As explained above, according to the present invention, the signal frequency to be phase-compared can be made n times higher than that of the conventional method, which has the effect of increasing the response speed of the PLL accordingly.

It should be noted that the invention can also be applied to color picture tubes in which the pitch of the index phosphor stripes is not selected to be an integral multiple of the pitch of a set of color phosphor stripes.

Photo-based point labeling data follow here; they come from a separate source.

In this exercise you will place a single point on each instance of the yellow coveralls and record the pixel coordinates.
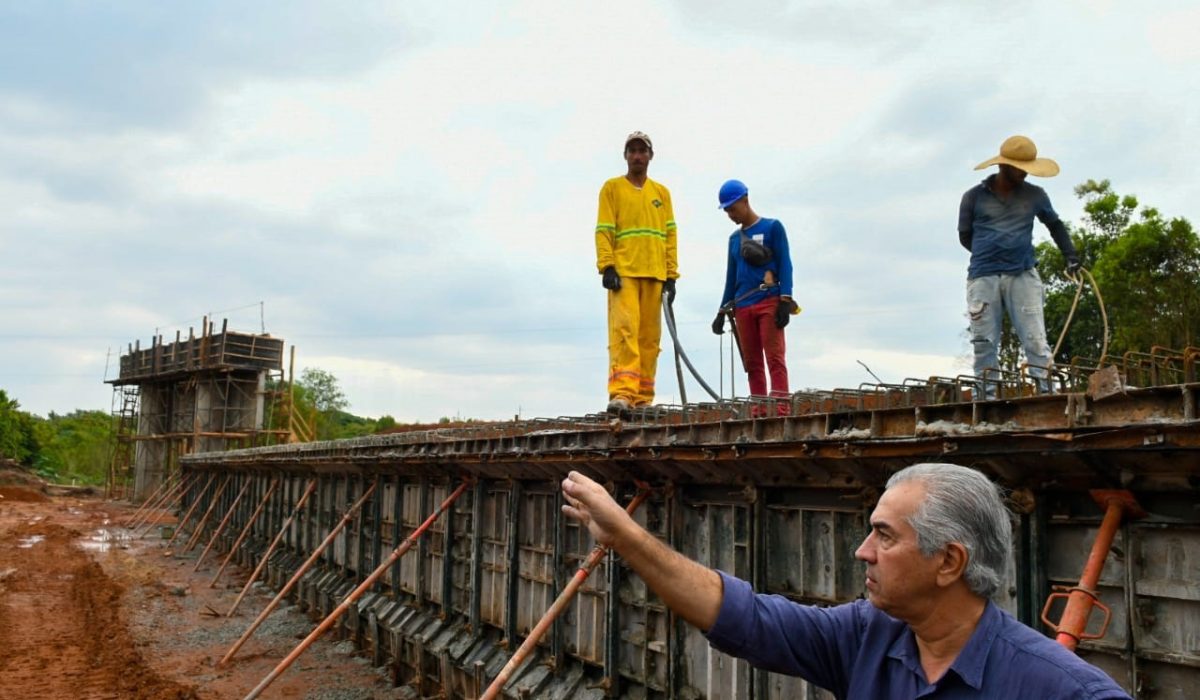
(636, 234)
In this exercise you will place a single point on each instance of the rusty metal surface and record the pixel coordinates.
(780, 502)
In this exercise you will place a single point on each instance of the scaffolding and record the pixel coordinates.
(203, 393)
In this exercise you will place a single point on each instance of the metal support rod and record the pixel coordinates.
(275, 543)
(149, 500)
(165, 509)
(225, 521)
(196, 503)
(555, 610)
(151, 506)
(304, 568)
(357, 593)
(245, 531)
(208, 513)
(1083, 598)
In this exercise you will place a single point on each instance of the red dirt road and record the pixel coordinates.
(87, 614)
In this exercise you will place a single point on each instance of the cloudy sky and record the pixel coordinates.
(407, 191)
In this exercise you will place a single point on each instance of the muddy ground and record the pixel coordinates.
(89, 612)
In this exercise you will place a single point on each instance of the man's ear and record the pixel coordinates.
(954, 563)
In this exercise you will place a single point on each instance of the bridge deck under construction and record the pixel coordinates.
(778, 501)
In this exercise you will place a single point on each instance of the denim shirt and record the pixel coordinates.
(1002, 229)
(859, 652)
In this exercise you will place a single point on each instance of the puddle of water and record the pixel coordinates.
(106, 539)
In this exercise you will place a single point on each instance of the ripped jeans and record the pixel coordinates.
(1023, 297)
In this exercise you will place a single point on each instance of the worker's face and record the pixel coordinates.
(639, 156)
(1012, 174)
(899, 578)
(738, 211)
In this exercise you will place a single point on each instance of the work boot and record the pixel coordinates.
(619, 406)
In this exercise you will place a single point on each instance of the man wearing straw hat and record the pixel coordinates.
(937, 550)
(996, 226)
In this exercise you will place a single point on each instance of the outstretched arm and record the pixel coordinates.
(693, 591)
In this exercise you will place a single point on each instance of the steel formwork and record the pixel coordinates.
(780, 502)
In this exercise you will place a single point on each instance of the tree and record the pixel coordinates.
(1147, 269)
(18, 440)
(322, 389)
(77, 447)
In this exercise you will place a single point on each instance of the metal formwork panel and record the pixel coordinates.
(388, 525)
(412, 508)
(495, 561)
(1165, 620)
(462, 528)
(433, 546)
(583, 624)
(535, 557)
(715, 528)
(643, 623)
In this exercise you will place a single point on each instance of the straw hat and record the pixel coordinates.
(1020, 153)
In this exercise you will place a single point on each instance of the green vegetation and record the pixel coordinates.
(1147, 268)
(72, 448)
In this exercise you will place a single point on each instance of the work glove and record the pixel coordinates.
(1073, 267)
(783, 312)
(611, 279)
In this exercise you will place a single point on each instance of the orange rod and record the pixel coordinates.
(1080, 602)
(199, 497)
(355, 593)
(163, 508)
(208, 513)
(275, 543)
(151, 506)
(225, 521)
(245, 531)
(150, 500)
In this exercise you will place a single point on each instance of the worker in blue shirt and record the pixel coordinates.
(937, 551)
(757, 293)
(996, 226)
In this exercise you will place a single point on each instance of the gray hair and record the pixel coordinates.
(963, 506)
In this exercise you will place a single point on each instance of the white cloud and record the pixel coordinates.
(414, 201)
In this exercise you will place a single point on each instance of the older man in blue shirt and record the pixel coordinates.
(996, 226)
(937, 551)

[Brief explanation of the drawing]

FIG. 1 is a system diagram of a reference signal forming circuit for a beam index type color receiver used to explain the present invention, and FIG. 2 is a system diagram of a reference signal forming circuit showing an example of the present invention. 1 is a color picture tube, 10 is a gate signal, P _R ~
20 is _a formation circuit for the reference signal So,
21 is a VCO, 27 and 28 are mixers, 23 is a phase comparator, and 24 is a low-pass filter.

Claims (1)

[Claims] 1. A reference signal forming circuit provided to form a gate signal for gating the primary color signals supplied to the beam index color picture tube.
The reference frequency of the VCO composed of a PLL and provided in the reference signal forming circuit is set to n times (n is an integer) the frequency of the index signal detected from the color picture tube, and the output signal of the VCO and the above
A signal obtained by dividing the output signal of the VCO by n is mixed by a first mixer, the output signal of the first mixer and the index signal are mixed by a second mixer, and the band bus is mixed by the second mixer. Obtain a comparison signal through a filter, compare the phase of the comparison signal with the output signal of the above VCO, and use the comparison output to
A reference signal forming circuit for a beam index color receiver that controls the oscillation frequency of the VCO.